Based on experience from customer projects, here are some important things to consider for a “healthy” Go-Live:
1) Handle errors in the process model
A typical case for a process error is when an external web service is called via automated activity, and the external system is not available.
By default, the process will be suspended with an error. Starting with 7.31 SP10, you can define a boundary event to automatically handle such errors.
Other reasons for suspended processes could be mapping errors. Check your mappings and make sure that all fields which are marked as mandatory will actually be filled.
2) Set all log levels to “Error”
Logging too much information can have a serious impact on performance. In production, the global log level should be “Error”. In case a specific issue needs to be investigated, only the log levels of the relevant locations should be increased. After the investigation is finished, set the log level back to “Error”.
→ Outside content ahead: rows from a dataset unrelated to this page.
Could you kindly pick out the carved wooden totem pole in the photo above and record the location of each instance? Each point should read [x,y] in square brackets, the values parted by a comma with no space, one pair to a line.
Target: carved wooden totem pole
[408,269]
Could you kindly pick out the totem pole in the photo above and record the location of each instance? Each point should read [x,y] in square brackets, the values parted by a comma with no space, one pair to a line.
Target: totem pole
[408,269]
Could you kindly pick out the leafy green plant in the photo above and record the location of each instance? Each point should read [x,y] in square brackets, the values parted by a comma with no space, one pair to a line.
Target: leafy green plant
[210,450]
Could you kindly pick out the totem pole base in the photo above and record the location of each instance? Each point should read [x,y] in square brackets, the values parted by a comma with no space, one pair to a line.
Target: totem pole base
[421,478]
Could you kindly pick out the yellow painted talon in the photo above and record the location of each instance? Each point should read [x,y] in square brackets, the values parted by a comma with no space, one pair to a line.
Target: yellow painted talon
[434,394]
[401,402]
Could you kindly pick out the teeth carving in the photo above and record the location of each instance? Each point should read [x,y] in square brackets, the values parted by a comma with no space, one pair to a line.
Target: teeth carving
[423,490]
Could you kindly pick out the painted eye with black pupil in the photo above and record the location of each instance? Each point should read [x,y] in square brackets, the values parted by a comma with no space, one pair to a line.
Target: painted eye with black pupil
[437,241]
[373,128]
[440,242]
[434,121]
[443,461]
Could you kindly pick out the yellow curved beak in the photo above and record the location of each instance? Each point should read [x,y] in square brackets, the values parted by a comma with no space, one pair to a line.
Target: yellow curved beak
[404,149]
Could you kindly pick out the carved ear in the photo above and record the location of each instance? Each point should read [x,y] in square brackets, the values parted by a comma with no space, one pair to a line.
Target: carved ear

For more information on how to change log levels, see Log Configuration with SAP NetWeaver Administrator – Monitoring – SAP Library
3) Define Administrator roles
SAP BPM has a fine-grained authorization concept: Authorizations and Roles – Business Process Management Security Guide – SAP Library
In general, there are two types of administrator users: technical and “business”.
Technical administrators have full access to NWA, can modify system configuration and manage all processes/tasks. They would have the role “SAP_BPM_SuperAdmin” assigned.
Business administrators have access to NWA but can only manage processes and tasks for which they have been authorized. This happens by defining a respective role or group as “Process Administrator” and “Task Administrator” in the Process Composer.
4) Run performance tests
This becomes more important the more volume and users you expect. Use tools such as JMeter to simulate load on the system.
Identify bottlenecks and check the system configuration. Performance tests should be performed on a hardware similar to the production system.
Also see the official BPM sizing guide.
5) Set up archiving
Without archiving, the system database will continue to grow and queries will take longer over time.
The best option is to set up an archiving job to regularly clean out old processes.
For more on archiving, see Process Data Archiving – Monitoring and Managing BPM Systems, Processes, and Tasks – SAP Library
Obviously, the points I mentioned do not cover all pre-requisites for a successful go-live. There are many more aspects such as NWDI transport, optimal system configuration, user management etc.
For customers having a support contract with SAP, consider to schedule a full health check service for SAP BPM.
Please contact your support contract representative for more details.
Hi Christian,
Very Handy and Useful. thanks for this. 🙂
Regards,
Sid.
Hi Christian,
Excellent article.
About the performance test with jmeter, would it be possible to simulate human actions? For example, simulating a user receiving a webdynpro java task in their UWL, filling some information and approving it.
Best regards.
Jorge
Yes - you can call the task OData services (available from 7.31 SP09) via http in jmeter and thereby complete the task.
If you have an older release you need to wrap the Java API as web service yourself and then call that from jmeter.
Hi Christian,
Excellent Article.
Simple but effective as these are basic and these are usually forgotten about.